Many of you reading this have and are making great decisions. You sit in the front of class, have good attendance, take good notes and skip out on bar hopping for either Welfare Wednesdays or Thirsty Thursdays. But your hard work didn’t seem to pay off on one of your exams. Now you can only sing Lil Wayne’s song “No Worries” but can’t relate because “It’s Weezy F Baby, and the F is for…” #FAIL! There are tips and tricks to pulling that grade back up, but the hopes and dreams of achieving an A are a lot like the title of Drake’s first mixtape, “So Far Gone.” But wait! You just remembered your professor drops your lowest exam grade. Shouldn’t this be an option in every class?
Duh! Look, I’m no fan of grades. They’re not always an accurate reflection of what a student learned in class. For instance, a student could fail every exam throughout the semester yet earn an A on their final–a cumulative review. And their final grade is a C but they’ve clearly mastered the material. That makes me “Feel Some Type of Way” (Rich Homie Quan).
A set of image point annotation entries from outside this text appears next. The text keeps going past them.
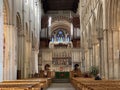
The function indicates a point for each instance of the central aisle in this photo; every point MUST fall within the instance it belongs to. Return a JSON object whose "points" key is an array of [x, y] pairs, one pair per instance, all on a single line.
{"points": [[61, 86]]}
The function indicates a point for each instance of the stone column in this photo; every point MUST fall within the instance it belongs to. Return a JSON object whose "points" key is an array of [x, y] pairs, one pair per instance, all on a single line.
{"points": [[1, 40], [21, 53], [105, 59], [110, 54], [100, 39], [116, 52]]}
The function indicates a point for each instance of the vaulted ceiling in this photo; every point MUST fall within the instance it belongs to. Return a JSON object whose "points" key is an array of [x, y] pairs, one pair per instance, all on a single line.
{"points": [[60, 5]]}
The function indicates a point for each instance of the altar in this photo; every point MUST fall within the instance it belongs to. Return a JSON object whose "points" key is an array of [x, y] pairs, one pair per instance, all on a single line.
{"points": [[62, 75]]}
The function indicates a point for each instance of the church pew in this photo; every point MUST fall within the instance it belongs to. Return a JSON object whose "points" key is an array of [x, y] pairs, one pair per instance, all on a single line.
{"points": [[91, 84], [36, 84]]}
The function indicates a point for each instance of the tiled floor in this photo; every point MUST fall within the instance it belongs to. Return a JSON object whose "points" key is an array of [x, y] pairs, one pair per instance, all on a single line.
{"points": [[61, 86]]}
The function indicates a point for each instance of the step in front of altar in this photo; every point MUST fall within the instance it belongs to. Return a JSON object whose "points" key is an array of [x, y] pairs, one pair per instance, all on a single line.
{"points": [[55, 80]]}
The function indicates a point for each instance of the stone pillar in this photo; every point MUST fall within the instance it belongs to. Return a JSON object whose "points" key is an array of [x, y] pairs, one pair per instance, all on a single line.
{"points": [[100, 39], [105, 59], [116, 52], [1, 40], [21, 54], [110, 54]]}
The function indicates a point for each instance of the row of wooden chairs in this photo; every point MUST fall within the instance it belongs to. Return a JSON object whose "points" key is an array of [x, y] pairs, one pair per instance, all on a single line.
{"points": [[91, 84], [26, 84]]}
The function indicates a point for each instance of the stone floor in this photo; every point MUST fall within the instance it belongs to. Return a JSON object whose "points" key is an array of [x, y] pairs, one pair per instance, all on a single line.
{"points": [[61, 86]]}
Grades are an evaluation. I’m not suggesting they’re an unfair evaluation. The problem, however, is that grades do not depict a student’s progression through the semester. Rather, grades seem to depict how much information a student can retain from one lesson to the next. This is why we’re so accustomed to learning only the material we need leading up to each individual exam and regurgitating whatever knowledge we spent cramming into our brains.
Fs cause stress, so we become more focused on avoiding bad grades rather than critically thinking or even furthering our knowledge on a subject. This discourages us from applying what we’ve learned outside of the class environment. Why would any of that matter when, at the end of the day, our GPA is all that seems to count?
So drop our lowest test and only consider the rest!